Features

UC biologist: Play bridge for health

The Associated Press
Friday November 10, 2000

 

Feeling weary? A biologist says playing bridge may be good for the immune system. 

Marian Cleeves Diamond, a professor at the University of California, Berkeley, presented research recently showing that an area of the brain involved in playing bridge stimulates the immune system. 

In particular, her research found, playing bridge stimulates the thymus gland — which produces white blood cells that patrol the body in search of viruses and other invaders. 

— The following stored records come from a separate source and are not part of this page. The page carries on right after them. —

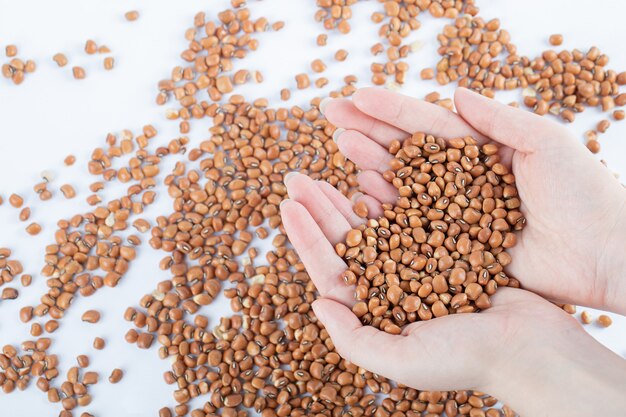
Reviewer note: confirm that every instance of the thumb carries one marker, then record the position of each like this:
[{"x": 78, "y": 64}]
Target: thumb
[
  {"x": 516, "y": 128},
  {"x": 365, "y": 346}
]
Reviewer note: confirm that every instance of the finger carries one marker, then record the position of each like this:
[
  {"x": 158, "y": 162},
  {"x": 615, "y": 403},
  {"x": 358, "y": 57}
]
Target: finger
[
  {"x": 374, "y": 207},
  {"x": 363, "y": 151},
  {"x": 342, "y": 113},
  {"x": 341, "y": 203},
  {"x": 373, "y": 183},
  {"x": 519, "y": 129},
  {"x": 413, "y": 115},
  {"x": 316, "y": 252},
  {"x": 303, "y": 189},
  {"x": 362, "y": 345}
]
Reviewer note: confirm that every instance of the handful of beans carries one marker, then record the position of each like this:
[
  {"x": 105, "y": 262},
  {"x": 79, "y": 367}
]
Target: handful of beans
[{"x": 441, "y": 249}]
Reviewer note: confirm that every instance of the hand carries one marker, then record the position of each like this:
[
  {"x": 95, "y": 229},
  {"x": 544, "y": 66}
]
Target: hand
[
  {"x": 520, "y": 340},
  {"x": 473, "y": 351},
  {"x": 571, "y": 250}
]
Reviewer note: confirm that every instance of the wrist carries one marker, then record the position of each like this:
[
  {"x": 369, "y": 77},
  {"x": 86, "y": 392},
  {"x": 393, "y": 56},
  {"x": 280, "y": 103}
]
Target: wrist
[
  {"x": 558, "y": 372},
  {"x": 612, "y": 265}
]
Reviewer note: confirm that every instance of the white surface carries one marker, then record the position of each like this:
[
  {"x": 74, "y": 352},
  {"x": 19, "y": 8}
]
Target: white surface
[{"x": 51, "y": 115}]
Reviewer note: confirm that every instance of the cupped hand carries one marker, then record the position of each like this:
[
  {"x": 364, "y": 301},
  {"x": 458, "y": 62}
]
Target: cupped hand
[
  {"x": 521, "y": 338},
  {"x": 571, "y": 250}
]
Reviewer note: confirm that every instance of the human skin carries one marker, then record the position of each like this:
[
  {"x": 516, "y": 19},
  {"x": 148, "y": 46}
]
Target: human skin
[{"x": 570, "y": 251}]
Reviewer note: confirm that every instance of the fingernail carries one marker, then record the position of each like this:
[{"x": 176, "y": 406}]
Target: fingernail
[
  {"x": 318, "y": 311},
  {"x": 289, "y": 175},
  {"x": 323, "y": 104},
  {"x": 356, "y": 196},
  {"x": 282, "y": 203},
  {"x": 337, "y": 133}
]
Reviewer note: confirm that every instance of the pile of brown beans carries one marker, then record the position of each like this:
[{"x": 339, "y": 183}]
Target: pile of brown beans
[
  {"x": 441, "y": 249},
  {"x": 16, "y": 69},
  {"x": 479, "y": 55},
  {"x": 10, "y": 269}
]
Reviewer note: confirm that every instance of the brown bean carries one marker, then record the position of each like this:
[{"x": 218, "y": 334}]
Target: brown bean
[
  {"x": 60, "y": 59},
  {"x": 132, "y": 15},
  {"x": 79, "y": 73},
  {"x": 91, "y": 316},
  {"x": 604, "y": 320},
  {"x": 556, "y": 39},
  {"x": 116, "y": 376}
]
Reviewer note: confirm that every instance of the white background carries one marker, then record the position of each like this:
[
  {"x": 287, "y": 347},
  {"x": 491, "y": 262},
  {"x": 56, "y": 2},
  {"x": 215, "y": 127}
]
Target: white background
[{"x": 52, "y": 115}]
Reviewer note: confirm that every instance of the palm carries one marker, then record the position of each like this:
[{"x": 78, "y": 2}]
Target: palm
[
  {"x": 545, "y": 160},
  {"x": 558, "y": 250}
]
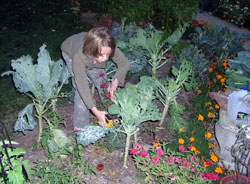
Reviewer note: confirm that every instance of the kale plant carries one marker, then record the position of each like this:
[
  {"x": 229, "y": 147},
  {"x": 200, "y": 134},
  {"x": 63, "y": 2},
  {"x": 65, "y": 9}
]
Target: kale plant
[
  {"x": 42, "y": 82},
  {"x": 238, "y": 71},
  {"x": 133, "y": 105},
  {"x": 150, "y": 43},
  {"x": 196, "y": 58}
]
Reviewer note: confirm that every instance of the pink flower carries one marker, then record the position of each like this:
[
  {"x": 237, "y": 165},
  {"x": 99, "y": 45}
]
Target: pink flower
[
  {"x": 168, "y": 159},
  {"x": 101, "y": 74},
  {"x": 133, "y": 151},
  {"x": 140, "y": 23},
  {"x": 181, "y": 148},
  {"x": 185, "y": 163},
  {"x": 160, "y": 152},
  {"x": 111, "y": 103},
  {"x": 143, "y": 153},
  {"x": 138, "y": 146},
  {"x": 155, "y": 160},
  {"x": 103, "y": 85},
  {"x": 108, "y": 96}
]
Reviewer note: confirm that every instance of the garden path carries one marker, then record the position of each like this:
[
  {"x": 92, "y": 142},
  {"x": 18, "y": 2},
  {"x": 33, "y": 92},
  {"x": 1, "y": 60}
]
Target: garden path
[{"x": 205, "y": 16}]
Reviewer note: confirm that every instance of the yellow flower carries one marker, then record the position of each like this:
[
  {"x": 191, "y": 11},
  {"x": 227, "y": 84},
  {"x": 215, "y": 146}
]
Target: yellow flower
[
  {"x": 210, "y": 115},
  {"x": 213, "y": 157},
  {"x": 200, "y": 117},
  {"x": 208, "y": 135},
  {"x": 181, "y": 141},
  {"x": 181, "y": 130},
  {"x": 191, "y": 139},
  {"x": 216, "y": 106},
  {"x": 218, "y": 170}
]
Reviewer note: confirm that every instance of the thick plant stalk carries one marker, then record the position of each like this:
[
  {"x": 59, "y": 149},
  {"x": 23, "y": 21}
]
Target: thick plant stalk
[
  {"x": 126, "y": 150},
  {"x": 164, "y": 113}
]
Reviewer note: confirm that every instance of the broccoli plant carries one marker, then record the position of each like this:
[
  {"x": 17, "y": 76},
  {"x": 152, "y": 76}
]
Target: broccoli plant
[
  {"x": 42, "y": 82},
  {"x": 153, "y": 46},
  {"x": 133, "y": 105},
  {"x": 169, "y": 88}
]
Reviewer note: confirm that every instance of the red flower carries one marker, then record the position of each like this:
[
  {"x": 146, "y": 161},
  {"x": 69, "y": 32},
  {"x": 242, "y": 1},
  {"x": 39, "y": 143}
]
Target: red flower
[
  {"x": 103, "y": 85},
  {"x": 111, "y": 103},
  {"x": 100, "y": 167},
  {"x": 108, "y": 96},
  {"x": 101, "y": 74}
]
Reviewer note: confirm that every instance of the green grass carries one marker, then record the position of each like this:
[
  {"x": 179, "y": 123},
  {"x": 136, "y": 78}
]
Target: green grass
[{"x": 24, "y": 27}]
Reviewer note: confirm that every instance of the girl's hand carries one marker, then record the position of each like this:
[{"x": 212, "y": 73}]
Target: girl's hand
[
  {"x": 100, "y": 115},
  {"x": 112, "y": 88}
]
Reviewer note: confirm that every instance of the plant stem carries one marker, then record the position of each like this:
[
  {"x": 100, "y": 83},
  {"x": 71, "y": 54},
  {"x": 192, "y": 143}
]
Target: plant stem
[
  {"x": 164, "y": 113},
  {"x": 126, "y": 150}
]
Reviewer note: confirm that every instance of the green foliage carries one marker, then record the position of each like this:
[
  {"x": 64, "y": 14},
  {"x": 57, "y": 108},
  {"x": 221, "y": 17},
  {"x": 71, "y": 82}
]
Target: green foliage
[
  {"x": 197, "y": 59},
  {"x": 236, "y": 12},
  {"x": 133, "y": 105},
  {"x": 238, "y": 71},
  {"x": 152, "y": 45},
  {"x": 163, "y": 165},
  {"x": 42, "y": 82},
  {"x": 59, "y": 170},
  {"x": 217, "y": 41},
  {"x": 18, "y": 170},
  {"x": 169, "y": 88},
  {"x": 90, "y": 134}
]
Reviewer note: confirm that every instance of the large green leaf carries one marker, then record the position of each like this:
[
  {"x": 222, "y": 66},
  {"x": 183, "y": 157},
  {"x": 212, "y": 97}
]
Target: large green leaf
[{"x": 25, "y": 120}]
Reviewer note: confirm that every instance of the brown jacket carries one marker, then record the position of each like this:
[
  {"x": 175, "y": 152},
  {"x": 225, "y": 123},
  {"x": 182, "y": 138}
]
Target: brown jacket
[{"x": 72, "y": 46}]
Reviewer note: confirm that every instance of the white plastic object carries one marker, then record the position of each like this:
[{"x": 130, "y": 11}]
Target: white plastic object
[{"x": 238, "y": 107}]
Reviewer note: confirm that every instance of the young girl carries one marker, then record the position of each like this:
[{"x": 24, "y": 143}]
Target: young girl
[{"x": 86, "y": 55}]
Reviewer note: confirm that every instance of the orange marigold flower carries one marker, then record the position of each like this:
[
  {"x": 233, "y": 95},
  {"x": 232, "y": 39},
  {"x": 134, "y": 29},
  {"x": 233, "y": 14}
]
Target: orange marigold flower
[
  {"x": 218, "y": 76},
  {"x": 200, "y": 117},
  {"x": 210, "y": 114},
  {"x": 197, "y": 152},
  {"x": 218, "y": 170},
  {"x": 208, "y": 135},
  {"x": 216, "y": 106},
  {"x": 191, "y": 139},
  {"x": 213, "y": 157},
  {"x": 181, "y": 141}
]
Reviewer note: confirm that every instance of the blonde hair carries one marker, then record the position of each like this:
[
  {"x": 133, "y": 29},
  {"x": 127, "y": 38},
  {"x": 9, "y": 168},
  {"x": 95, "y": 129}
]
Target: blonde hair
[{"x": 95, "y": 39}]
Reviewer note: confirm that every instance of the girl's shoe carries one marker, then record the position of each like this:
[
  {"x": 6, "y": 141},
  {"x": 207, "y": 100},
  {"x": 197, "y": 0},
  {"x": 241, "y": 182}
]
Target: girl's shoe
[{"x": 76, "y": 129}]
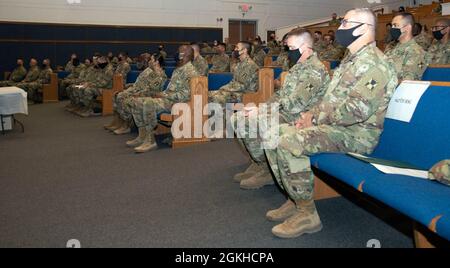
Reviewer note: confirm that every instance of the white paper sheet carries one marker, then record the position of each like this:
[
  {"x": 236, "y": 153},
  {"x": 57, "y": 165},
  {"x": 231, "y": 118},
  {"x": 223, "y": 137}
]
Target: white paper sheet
[{"x": 404, "y": 102}]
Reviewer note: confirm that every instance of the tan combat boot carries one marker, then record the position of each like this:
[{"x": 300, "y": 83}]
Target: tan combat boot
[
  {"x": 305, "y": 221},
  {"x": 286, "y": 211},
  {"x": 258, "y": 180},
  {"x": 115, "y": 124},
  {"x": 139, "y": 140},
  {"x": 247, "y": 174},
  {"x": 148, "y": 145},
  {"x": 125, "y": 128}
]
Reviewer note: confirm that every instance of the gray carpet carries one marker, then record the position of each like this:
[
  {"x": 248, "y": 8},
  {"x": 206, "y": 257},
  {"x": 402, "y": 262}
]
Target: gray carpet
[{"x": 67, "y": 178}]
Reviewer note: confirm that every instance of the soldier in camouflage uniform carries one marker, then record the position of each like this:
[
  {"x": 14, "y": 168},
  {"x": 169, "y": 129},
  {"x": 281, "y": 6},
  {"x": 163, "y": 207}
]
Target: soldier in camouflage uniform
[
  {"x": 439, "y": 52},
  {"x": 304, "y": 87},
  {"x": 421, "y": 36},
  {"x": 123, "y": 67},
  {"x": 349, "y": 118},
  {"x": 273, "y": 45},
  {"x": 69, "y": 66},
  {"x": 319, "y": 44},
  {"x": 221, "y": 61},
  {"x": 86, "y": 75},
  {"x": 407, "y": 56},
  {"x": 145, "y": 110},
  {"x": 200, "y": 64},
  {"x": 331, "y": 52},
  {"x": 148, "y": 84},
  {"x": 245, "y": 78},
  {"x": 258, "y": 54},
  {"x": 71, "y": 78},
  {"x": 16, "y": 76},
  {"x": 90, "y": 91},
  {"x": 33, "y": 87},
  {"x": 441, "y": 172}
]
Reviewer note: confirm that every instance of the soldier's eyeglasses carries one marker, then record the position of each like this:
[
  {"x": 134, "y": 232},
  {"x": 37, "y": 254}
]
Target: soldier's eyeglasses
[{"x": 344, "y": 22}]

It is the first time a specific area of the brain’s cortex has been linked with the immune system. 

Diamond, who presented her research this week during the annual meeting of the Society for Neuroscience in New Orleans, focused on a group of 12 bridge players from Orinda. 

She chose bridge because the game stimulates an area of the brain called the dorsolateral cortex — located behind the forehead — that is involved with issues such as planning ahead and initiative. 

“Bridge players plan ahead, they use working memory, they deal with sequencing, initiation and numerous other higher-order functions with which the dorsolateral cortex is involved,” Diamond said. 

“People are aware that voluntary activities like positive thinking and prayer work to keep us healthy, but no one has had a mechanism. These data, though preliminary, show that brain activity affects the immune system.” 

Diamond’s experiments, which showed players’ immune cells increased after a game of bridge, were the culmination of more than 15 years of work on rat and mouse brains in search of a link between the immune system and the cortical area.